In my recent column about government dependence, “imperfect” was the description for “New Mexico A History” (by Joseph P. Sanchez, Robert Spude and Art Gomez, University of Oklahoma Press, oupress.com, 2013). I was being nice.
The book provided for my column purposes a useful if occasionally confusing description of the careers of Mayor / Governor Clyde Tingly and Sen. Dennis Chvez. As a small example, I got Chavez’ date of death from Wikipedia. For non-readers of the column, the point was that we have been chasing the government dollar in New Mexico just about forever, so the present whining about “government dependence” becomes even more that just—whining.
In “New Mexico A History,” there are no footnotes and no bibliography. A historian friend says this is a major no-no for history books.
The first situation (page 195) gaining my attention in a negative way probably had to do with the infamous “unamendables” clause. I say probably because the authors did not use that well recognized phrase (by New Mexico constitution nerds), but writing about creating the constitution, they said, “Equally important to Hispanics was a clause that made it nearly impossible to amend the constitution.”

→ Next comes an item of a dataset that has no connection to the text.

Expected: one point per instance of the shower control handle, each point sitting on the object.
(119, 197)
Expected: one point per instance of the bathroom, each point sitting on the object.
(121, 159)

With regard to our much-amended constitution, that’s simply not true. However it is not clear that the sentence applies to the entire constitution. Sloppy at best. What were the OU Press editors?
Sentences scream for footnotes.
They talk about the “Clovis subdivision” rail line without being clear where that is. Then, “The Clovis subdivision remains the busiest line in the Western Hemisphere to this day.” Oh? Who says?
They seem confused about when Intel came to Rio Rancho, which was 1981. I wrote about it at the time. Consider, “Rio Rancho, home to Intel and other notable high tech firms, doubled in size during this period.” The dates in this paragraph identifying “this period” were 1950 to 1970. Rio Rancho hardly existed in 1970 and for sure was not incorporated, so getting population figures would have been a chore.
The Hyatt in downtown Albuquerque is alleged to have been there in 1970. Not true. It was 1990.
About half of page 326 goes to the Pegasus Global Holdings project that was a promotion all the way and, so far as I know, has not yet happened. Of the project, Wikipedia says, “Construction was scheduled to start in June 2012, but was cancelled in July 2012. Pegasus Global Holdings' decision to build the city arose from their own testing needs. As of August 2013, the project appeared dead.”
Politics joined inaccuracy with inclusion of the criticism of Intel’s water use that developed after Intel’s huge expansion in the early 1990s. (The expansion wasn’t mentioned, just the water use criticism.) No mention appeared of Intel’s work to reduce it water use. (I was in some of those meetings.) In the water use discussion (or whatever it was), Hewlett-Packard, which came to Rio Rancho in 2009 with a customer service center (a call center in other words), was taken together with Intel which appeared 28 years earlier.
There is more. All in all, very annoying.